At one time, it might have been difficult for US students to find sources of international editions of textbooks. But with the advent of the web-based retailing, locating and purchasing international editions of textbooks has become very straightforward for anyone with an internet connection. International editions of textbooks can often be found simply by doing a web search: Googling the ISBN number of a US edition textbook along with the word "international" will turn up international editions of textbooks wherever they may reside for sale on the internet. For example, Googling "0073337188 and international" turns up dozens of vendors offering the international edition of "Corporate Finance" by Ross/Westerfield/Jaffe.
The auction site eBay also continually has listings of international editions of textbooks.
Additionally, a number of bookseller websites have cropped up to meet the demand for international editions of textbooks. For example, www.abebooks.com provides listings for a wide variety of international editions, conveniently linked to the ISBN number of the US textbook.

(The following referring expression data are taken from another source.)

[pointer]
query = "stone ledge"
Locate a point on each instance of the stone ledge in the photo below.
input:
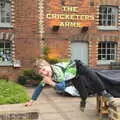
(18, 112)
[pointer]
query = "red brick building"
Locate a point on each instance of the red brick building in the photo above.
(84, 29)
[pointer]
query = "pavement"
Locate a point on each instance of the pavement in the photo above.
(52, 106)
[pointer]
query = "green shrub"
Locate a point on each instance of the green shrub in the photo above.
(12, 93)
(22, 80)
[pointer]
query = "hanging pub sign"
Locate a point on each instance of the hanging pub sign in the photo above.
(70, 18)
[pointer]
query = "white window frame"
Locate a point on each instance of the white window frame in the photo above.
(103, 52)
(108, 20)
(4, 11)
(3, 55)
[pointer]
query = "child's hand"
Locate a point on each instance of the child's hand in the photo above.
(48, 81)
(29, 103)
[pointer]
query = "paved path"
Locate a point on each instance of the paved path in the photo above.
(52, 106)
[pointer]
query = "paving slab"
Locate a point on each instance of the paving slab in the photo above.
(50, 106)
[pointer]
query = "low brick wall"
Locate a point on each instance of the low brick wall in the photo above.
(18, 112)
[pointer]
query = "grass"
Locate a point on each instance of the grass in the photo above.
(12, 93)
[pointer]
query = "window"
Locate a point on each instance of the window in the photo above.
(5, 52)
(107, 52)
(108, 15)
(5, 13)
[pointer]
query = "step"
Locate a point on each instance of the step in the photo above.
(18, 112)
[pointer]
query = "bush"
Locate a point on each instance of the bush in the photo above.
(29, 76)
(12, 93)
(22, 80)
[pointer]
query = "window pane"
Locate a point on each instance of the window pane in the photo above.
(5, 12)
(107, 51)
(5, 51)
(108, 15)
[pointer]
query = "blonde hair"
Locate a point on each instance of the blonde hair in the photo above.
(40, 63)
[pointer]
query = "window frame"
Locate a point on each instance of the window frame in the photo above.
(107, 14)
(6, 10)
(6, 63)
(107, 48)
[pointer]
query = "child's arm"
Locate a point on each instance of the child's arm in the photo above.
(36, 93)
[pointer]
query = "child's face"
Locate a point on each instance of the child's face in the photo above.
(44, 71)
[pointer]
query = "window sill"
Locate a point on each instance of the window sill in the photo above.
(107, 28)
(6, 26)
(6, 64)
(104, 62)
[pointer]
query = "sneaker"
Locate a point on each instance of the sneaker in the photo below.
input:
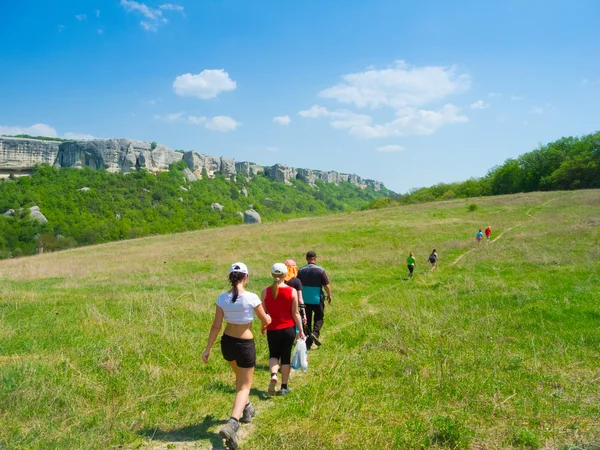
(272, 385)
(229, 434)
(248, 413)
(315, 339)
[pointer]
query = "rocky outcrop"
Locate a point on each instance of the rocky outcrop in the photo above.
(189, 175)
(251, 216)
(116, 155)
(21, 155)
(281, 173)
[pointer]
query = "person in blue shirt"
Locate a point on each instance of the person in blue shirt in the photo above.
(314, 281)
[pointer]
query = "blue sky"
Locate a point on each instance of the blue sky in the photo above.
(408, 93)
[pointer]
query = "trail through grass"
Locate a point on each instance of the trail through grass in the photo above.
(100, 347)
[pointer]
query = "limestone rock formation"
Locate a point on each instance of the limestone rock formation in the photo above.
(251, 216)
(189, 175)
(281, 173)
(307, 175)
(228, 167)
(21, 155)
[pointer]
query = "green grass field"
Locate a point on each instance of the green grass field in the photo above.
(499, 348)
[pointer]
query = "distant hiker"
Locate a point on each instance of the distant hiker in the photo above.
(314, 280)
(281, 303)
(411, 263)
(292, 280)
(488, 232)
(237, 306)
(433, 260)
(479, 236)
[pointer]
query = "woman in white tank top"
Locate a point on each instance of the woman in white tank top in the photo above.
(237, 306)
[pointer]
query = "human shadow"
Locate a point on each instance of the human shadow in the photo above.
(227, 388)
(189, 433)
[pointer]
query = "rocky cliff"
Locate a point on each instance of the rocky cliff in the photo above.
(18, 156)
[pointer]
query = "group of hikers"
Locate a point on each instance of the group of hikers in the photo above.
(292, 307)
(488, 234)
(433, 257)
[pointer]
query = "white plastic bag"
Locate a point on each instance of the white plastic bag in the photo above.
(300, 356)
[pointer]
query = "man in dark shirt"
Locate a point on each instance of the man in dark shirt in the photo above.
(314, 280)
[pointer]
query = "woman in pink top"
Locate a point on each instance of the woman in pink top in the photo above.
(281, 303)
(237, 306)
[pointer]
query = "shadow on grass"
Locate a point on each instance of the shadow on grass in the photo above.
(227, 388)
(189, 433)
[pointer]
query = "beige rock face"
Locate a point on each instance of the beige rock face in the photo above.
(19, 155)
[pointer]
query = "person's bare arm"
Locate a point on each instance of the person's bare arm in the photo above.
(327, 288)
(213, 333)
(296, 314)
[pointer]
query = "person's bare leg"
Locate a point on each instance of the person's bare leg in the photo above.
(274, 368)
(243, 383)
(285, 373)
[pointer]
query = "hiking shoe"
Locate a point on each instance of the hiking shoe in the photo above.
(229, 434)
(272, 385)
(248, 413)
(284, 391)
(315, 339)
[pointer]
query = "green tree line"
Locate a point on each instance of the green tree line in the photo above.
(566, 164)
(123, 206)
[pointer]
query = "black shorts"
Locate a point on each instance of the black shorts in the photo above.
(281, 343)
(242, 351)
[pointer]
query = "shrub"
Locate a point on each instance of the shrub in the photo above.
(448, 433)
(523, 438)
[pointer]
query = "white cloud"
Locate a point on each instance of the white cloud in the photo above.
(206, 84)
(42, 129)
(412, 122)
(38, 129)
(542, 109)
(196, 120)
(399, 86)
(222, 123)
(339, 119)
(154, 17)
(390, 148)
(78, 136)
(282, 120)
(479, 104)
(170, 117)
(172, 7)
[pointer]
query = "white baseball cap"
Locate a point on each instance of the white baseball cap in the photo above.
(279, 269)
(238, 267)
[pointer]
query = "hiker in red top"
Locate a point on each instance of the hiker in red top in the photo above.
(282, 303)
(488, 232)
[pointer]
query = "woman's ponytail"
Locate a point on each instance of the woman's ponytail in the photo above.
(235, 278)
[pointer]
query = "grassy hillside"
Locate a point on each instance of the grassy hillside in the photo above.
(100, 346)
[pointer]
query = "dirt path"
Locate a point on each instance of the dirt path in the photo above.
(527, 213)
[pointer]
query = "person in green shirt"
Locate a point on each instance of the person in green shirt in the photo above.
(411, 264)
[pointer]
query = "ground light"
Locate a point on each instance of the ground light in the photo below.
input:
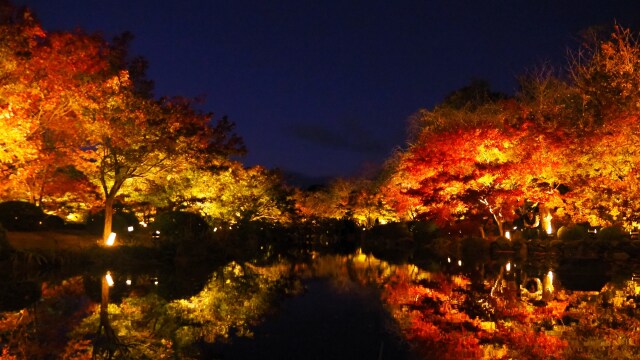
(111, 239)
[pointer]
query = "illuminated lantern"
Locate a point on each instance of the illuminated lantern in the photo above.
(109, 279)
(111, 239)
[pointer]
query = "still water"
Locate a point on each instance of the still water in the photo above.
(328, 306)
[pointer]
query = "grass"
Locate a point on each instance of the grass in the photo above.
(52, 240)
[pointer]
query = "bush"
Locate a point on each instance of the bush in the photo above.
(424, 232)
(572, 233)
(389, 232)
(5, 247)
(179, 226)
(53, 222)
(20, 216)
(611, 234)
(121, 221)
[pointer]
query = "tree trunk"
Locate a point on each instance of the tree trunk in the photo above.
(108, 218)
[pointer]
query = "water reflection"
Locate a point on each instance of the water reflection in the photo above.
(449, 307)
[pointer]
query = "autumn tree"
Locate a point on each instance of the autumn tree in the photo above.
(228, 192)
(129, 136)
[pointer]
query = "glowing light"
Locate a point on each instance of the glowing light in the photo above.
(111, 239)
(549, 228)
(109, 279)
(548, 282)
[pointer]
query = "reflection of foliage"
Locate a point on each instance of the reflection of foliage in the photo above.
(151, 328)
(141, 323)
(37, 332)
(232, 301)
(441, 320)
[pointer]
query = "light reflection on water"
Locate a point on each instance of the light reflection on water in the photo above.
(209, 313)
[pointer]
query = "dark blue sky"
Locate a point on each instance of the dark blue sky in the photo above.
(324, 88)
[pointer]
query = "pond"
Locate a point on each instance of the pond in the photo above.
(330, 306)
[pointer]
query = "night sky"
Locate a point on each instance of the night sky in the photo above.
(324, 88)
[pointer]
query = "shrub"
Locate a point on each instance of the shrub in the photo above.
(5, 247)
(389, 232)
(611, 234)
(20, 216)
(572, 233)
(53, 222)
(180, 226)
(121, 221)
(424, 232)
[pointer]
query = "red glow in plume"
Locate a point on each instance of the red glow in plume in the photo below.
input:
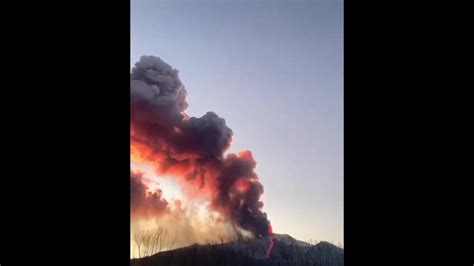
(191, 149)
(272, 241)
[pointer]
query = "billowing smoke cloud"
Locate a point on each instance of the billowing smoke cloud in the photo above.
(191, 149)
(144, 203)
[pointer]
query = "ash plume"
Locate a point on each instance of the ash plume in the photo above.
(142, 202)
(190, 148)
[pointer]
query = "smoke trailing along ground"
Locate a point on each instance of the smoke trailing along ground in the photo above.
(144, 203)
(192, 149)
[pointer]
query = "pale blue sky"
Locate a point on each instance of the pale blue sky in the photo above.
(274, 71)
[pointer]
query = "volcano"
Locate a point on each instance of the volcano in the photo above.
(286, 251)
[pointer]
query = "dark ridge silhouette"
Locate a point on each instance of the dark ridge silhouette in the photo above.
(286, 251)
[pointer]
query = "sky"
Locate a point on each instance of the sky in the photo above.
(274, 71)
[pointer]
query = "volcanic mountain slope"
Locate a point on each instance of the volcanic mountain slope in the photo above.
(286, 251)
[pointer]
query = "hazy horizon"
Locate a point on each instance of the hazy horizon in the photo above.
(274, 71)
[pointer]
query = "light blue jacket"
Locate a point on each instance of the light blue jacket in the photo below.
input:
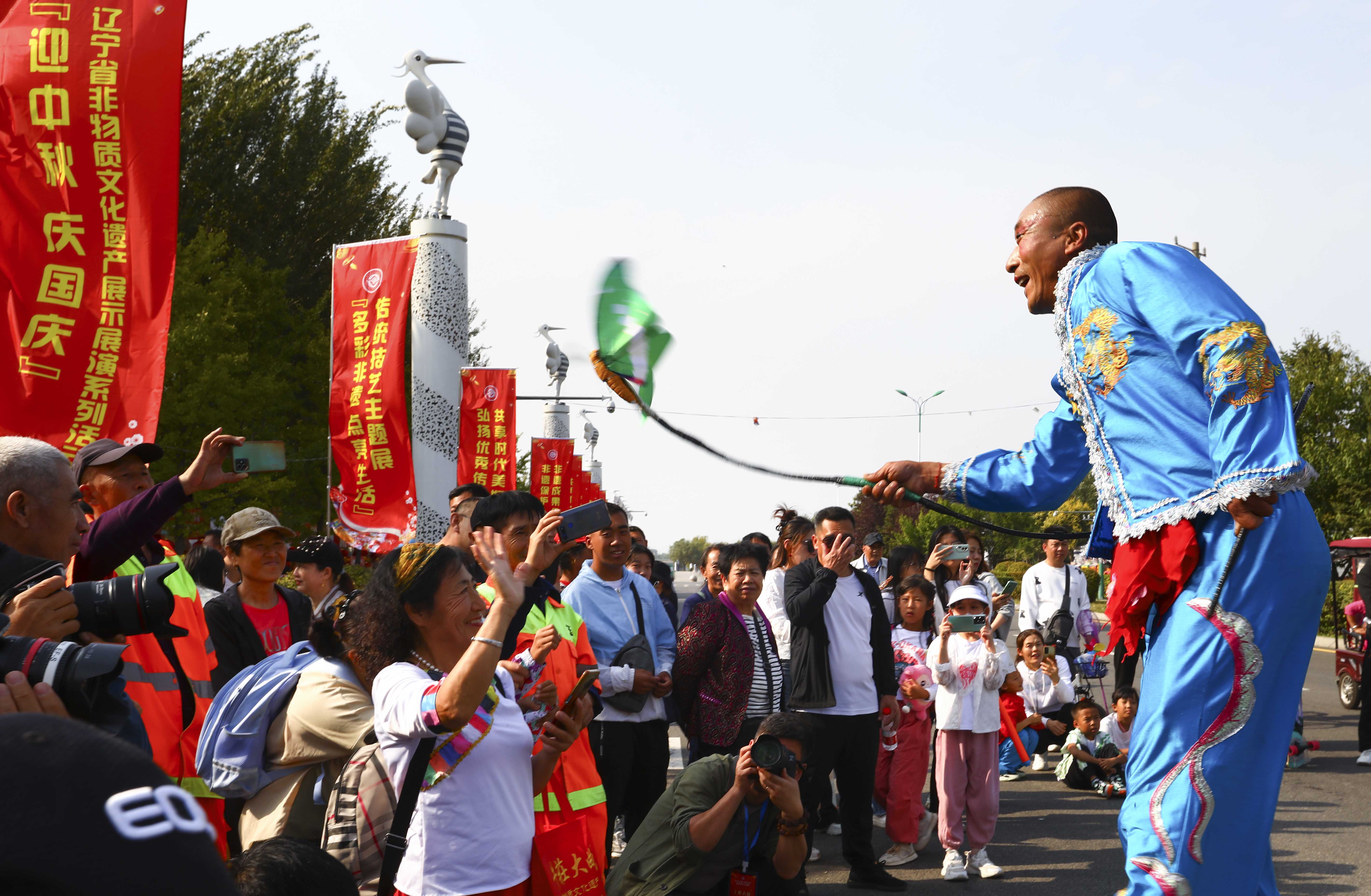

Some students are hesitant to order international editions under the assumption that anything with such a cost savings must be illegal. (Not surprisingly, the publishers do their best to encourage this misconception, by stamping words like "Not for sale in the US" on the book - often in large scary red letters.) At one time that concern may have been valid. However, in 1998 the US Supreme Court ruled that US copyright law does not protect US publishers from cheaper international editions of books being shipped into the US for sale.
Lacking actual legal protection, publishers have resorted to trying to confuse the consumer in an attempt to discourage the sale of international editions in the US. In addition to the "Not for Sale in ... " warnings, publishers almost always change the cover graphics -- and occasionally even the title of the book -- in order to make international editions seem different from their US equivalents. The actual content of the textbook however is almost always unchanged.
Once students learn the details of this international edition option, they rarely pay the high prices of US edition textbooks again. For students looking for an easy way to save a significant amount of money on textbooks, international editions are clearly an option to consider.